查文斌還真就去捏了,這一捏,有溫度有彈性,除了感覺他的皮膚略顯乾燥外真的可以確定是個活人,而且就連那身衣裳都沒有變。
“不可能……”查文斌微微向後退了一步盯着那口棺材道:“不可能,這絕對不可能,你不是胖子,少給我裝神弄鬼的!”
這會兒胖子也有些摸不着頭腦了,齜牙咧嘴的看着查文斌道:“他孃的,你是不是中邪了,老子進去這麼一會兒到底怎麼回事!”
查文斌頓時有了一種崩潰的感覺,也不顧及場合,大聲喝道:“怎麼回事!我還想知道怎麼回事呢!”
突然,胖子冷不丁的說了一句:“文斌啊,你怎麼好像一下子就老了啊!對了,他們人呢,我們怎麼在這兒啊!”
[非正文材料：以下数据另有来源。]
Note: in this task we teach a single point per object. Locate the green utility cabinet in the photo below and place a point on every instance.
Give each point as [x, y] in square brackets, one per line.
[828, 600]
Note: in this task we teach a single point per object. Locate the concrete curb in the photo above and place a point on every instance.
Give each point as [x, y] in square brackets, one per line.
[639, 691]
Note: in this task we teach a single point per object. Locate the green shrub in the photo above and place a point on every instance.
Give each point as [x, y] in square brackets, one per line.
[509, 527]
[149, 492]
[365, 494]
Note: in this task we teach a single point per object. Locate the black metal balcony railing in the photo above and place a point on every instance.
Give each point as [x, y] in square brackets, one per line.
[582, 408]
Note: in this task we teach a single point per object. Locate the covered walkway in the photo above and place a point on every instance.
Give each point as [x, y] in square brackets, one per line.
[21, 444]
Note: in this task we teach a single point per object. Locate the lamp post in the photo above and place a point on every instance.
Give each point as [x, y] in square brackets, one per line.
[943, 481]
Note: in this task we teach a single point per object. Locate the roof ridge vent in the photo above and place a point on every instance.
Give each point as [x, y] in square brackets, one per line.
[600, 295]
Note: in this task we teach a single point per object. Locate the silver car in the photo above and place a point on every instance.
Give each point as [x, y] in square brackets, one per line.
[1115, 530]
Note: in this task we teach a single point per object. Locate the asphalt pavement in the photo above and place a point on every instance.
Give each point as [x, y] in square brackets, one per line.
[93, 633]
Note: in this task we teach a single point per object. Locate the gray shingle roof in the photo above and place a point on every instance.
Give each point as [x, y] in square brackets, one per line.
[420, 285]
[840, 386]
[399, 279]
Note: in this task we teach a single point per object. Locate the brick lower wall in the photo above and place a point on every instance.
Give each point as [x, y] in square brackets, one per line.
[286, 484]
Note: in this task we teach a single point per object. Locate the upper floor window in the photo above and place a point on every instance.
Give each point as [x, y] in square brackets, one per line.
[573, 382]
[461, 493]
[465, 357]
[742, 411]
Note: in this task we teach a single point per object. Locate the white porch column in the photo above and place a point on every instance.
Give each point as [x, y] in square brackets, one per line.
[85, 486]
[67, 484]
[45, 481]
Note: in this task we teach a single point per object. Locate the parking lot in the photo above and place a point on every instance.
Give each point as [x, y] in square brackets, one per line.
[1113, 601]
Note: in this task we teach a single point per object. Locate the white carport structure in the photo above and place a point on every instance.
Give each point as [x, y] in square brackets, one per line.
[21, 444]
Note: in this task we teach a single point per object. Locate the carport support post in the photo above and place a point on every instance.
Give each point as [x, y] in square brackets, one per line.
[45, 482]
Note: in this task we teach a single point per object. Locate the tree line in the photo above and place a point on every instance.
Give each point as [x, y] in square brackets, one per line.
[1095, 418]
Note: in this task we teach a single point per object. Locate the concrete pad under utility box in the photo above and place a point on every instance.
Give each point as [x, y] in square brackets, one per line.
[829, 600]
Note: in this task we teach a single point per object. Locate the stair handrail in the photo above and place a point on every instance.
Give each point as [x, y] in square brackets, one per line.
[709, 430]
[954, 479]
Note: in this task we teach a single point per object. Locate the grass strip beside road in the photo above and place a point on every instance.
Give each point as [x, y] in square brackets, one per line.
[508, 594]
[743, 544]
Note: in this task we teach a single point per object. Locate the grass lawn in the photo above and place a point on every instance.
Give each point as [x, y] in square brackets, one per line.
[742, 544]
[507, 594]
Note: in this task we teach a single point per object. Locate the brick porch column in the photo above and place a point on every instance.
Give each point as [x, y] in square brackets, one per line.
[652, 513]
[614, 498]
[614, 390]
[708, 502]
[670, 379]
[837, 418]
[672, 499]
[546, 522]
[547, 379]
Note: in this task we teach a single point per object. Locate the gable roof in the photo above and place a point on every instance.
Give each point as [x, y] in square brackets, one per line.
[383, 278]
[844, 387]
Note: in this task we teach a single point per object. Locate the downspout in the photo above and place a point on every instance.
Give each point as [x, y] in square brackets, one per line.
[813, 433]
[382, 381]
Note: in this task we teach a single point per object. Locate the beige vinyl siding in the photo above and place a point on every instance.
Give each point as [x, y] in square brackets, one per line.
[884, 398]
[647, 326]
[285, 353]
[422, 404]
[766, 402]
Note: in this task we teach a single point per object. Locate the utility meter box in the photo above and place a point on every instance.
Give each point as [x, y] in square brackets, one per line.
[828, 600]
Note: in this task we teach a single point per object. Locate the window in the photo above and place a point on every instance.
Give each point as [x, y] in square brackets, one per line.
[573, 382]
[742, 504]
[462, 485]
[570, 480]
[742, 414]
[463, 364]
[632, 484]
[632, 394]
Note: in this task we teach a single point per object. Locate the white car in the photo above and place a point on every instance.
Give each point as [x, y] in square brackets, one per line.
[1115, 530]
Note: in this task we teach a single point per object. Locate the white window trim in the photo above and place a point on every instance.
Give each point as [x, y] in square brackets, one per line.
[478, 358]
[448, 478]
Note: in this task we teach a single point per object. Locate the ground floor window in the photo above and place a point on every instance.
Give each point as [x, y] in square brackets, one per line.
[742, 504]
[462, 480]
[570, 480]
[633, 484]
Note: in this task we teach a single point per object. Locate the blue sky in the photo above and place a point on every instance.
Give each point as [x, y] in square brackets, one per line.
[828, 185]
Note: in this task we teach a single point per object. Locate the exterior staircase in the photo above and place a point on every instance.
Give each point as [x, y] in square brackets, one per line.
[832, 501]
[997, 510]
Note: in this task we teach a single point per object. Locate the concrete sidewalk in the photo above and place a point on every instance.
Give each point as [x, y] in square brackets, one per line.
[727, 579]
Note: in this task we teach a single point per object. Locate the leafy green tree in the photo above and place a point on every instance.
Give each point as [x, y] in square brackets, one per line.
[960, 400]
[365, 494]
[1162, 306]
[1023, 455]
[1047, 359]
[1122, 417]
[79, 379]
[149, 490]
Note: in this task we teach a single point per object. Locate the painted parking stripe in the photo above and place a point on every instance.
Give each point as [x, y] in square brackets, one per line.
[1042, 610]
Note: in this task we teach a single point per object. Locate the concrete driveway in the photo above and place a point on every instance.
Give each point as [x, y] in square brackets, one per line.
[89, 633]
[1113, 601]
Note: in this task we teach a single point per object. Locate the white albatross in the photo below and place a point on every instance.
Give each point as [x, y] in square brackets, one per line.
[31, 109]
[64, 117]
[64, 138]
“別問我,你現在什麼都別問我!”查文斌捂着自己的頭不停的搖擺道:“幻覺,肯定是幻覺!”說着,他擡起左手狠狠地咬了一下,一排牙印夾雜着血絲讓他頓時痛得清醒,一張眼,胖子還在那兒看着自己,就跟看着怪物一樣一樣的……
“你……”“你……”這倆人似乎都有些糊塗了。
“還是你先說。”胖子一揮手便坐了下去。
“你知道我找了你多久嘛?”這是查文斌的第一個問題,胖子看着他伸出的兩根手指道:“兩個小時?”
查文斌搖搖頭,胖子又問道:“該不是兩天吧?”
“兩年!”
“兩年?”胖子笑了,他笑得是那樣的開心,他認爲這個向來嚴謹的查文斌也學會開玩笑了,可是看着查文斌那一臉的正經,再看着他似乎和以前大不同的容貌,胖子笑着笑着就跟着顫抖了起來,他打探着四周,這鬼地方以前他可是也來過的,明明不是和葉秋還有查文斌下了那個大柱子嗎,怎麼滴就到了這兒來啊!
“文斌,你可別嚇唬我,這事兒好像有點不對頭了啊。”胖子說這話的時候已經開始帶着顫了。
“我們,都以爲你死了,兩年前小憶以爲他找到了你,我也以爲是,但是葉秋卻再也沒回來,我只帶回去一個昏死的小憶,他已經改名叫做夏秋石,你知道他爲什麼改這名字嗎?”
胖子指着自己道:“因爲我和秋兒?”
“是的,因爲我們都以爲你們已經死了……”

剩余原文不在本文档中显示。